Beberapa pertemuan yang diselenggarakan ini digawangi KH Masdar Farid Mas’udi, seorang pemikir muda NU yang cemerlang pada zamannya. Kiai Masdar diserahi Gus Dur untuk mengawal dan menyelenggarakan halaqah kitab kuning itu.
“Sekarang Gus Yahya menjadi ketua umum dengan cita-cita menghidupkan kembali Gus Dur, dan juga mau mengadakan halaqah lagi, namanya Halaqah Fiqih Peradaban. Tujuannya sama, agar fiqih kita kontekstual bisa menjawab masalah-masalah peradaban baru yang kita hadapi sekarang ini. Saya diminta Gus Yahya menjadi ketua panitia halaqah ini,” ungkap Gus Ulil dalam galawicara di TVNU, Jumat (19/08/2022).

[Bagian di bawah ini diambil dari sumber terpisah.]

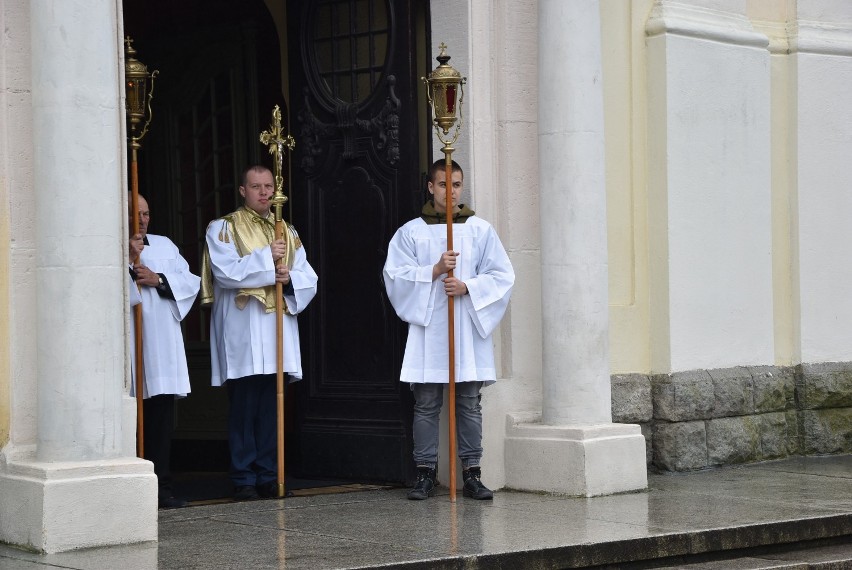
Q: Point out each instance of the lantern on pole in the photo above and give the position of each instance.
(139, 90)
(445, 91)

Kedua halaqah, baik yang dilakukan pada zaman Gus Dur maupun di era Gus Yahya saat ini memiliki semangat yang sama, yakni melakukan rekontekstualisasi fiqih. Bedanya, Gus Dur melakukan itu dalam konteks Indonesia, sedangkan Gus Yahya pada tingkat dunia. (Ful)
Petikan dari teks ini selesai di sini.